'Humiliated': British press says Theresa May 'crushed' by Brexit defeat

Britain's Prime Minister Theresa May making a statement in the House of Commons in London, on Jan 15, 2019, directly after MPs rejected the government's Brexit deal. PHOTO: AFP

LONDON (AFP) - The words "humiliated" and "crushed" featured prominently in British newspaper headlines following Parliament's massive rejection of a divorce deal with the European Union on Tuesday (Jan 15).

Dailies said Prime Minister Theresa May's grip on power was waning after the huge vote against the agreement struck between her government and Brussels, as she prepared to fight a no-confidence motion on Wednesday.

"May humiliated by 230 votes," The Daily Mirror tabloid said.

The Daily Telegraph wrote: "Humiliation for Prime Minister as MPs overwhelmingly reject deal and Labour tables no confidence vote."

The broadsheet's parliamentary sketchwriter Michael Deacon said Mrs May had somehow defied the odds by making a historic event an anticlimax.

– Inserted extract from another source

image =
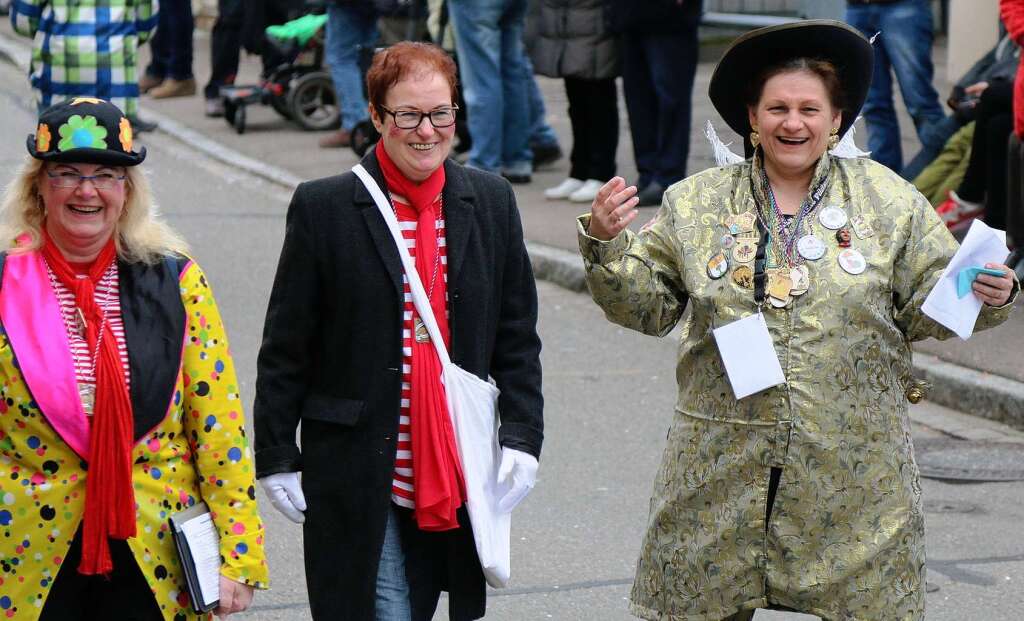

"Her speech had all the brio of a mouldy gym sock," he wrote.

"She sounded as winningly persuasive as a mother snapping at her children to eat up their cabbage or go to bed hungry."

The vote itself "was as if Agatha Christie has allowed Miss Marple to solve the murder half way through and spend the rest of the novel pottering about in the garden".

'ZOMBIE PM'

The Times columnist Matthew Parris said it was time for senior MPs to take over the Brexit process.

"There exists no leadership in either the government or the opposition capable of taking us through this mess," he wrote following the vote.

"Theresa May isn't any good; she doesn't have a fiendish, secret strategy; she's careless with the truth and will say anything to get her through another week. She doesn't know what to do.

"Overwhelmingly, the conclusion to be drawn... is that Parliament must wrest control from a zombie Prime Minister, a zombie Cabinet and a zombie opposition."

The Daily Mail said the defeat left Mrs May's power "hanging by a thread", calling it a "devastating result, which threatens to plunge the Brexit process into chaos".

The Sun, Britain's biggest-selling newspaper, said: "Crushed PM dares MPs to vote for general election after record Brexit defeat."

"The crushing defeat - which saw 118 Tories turn against the PM - is the worst since the advent of full democracy and suggests Mrs May will never win enough support for her strategy," said the tabloid.

The Financial Times newspaper ran a headline reading: "May's defeat spells trouble for the EU's Brexit approach."

"Huge loss leaves PM in race against time," the broadsheet said.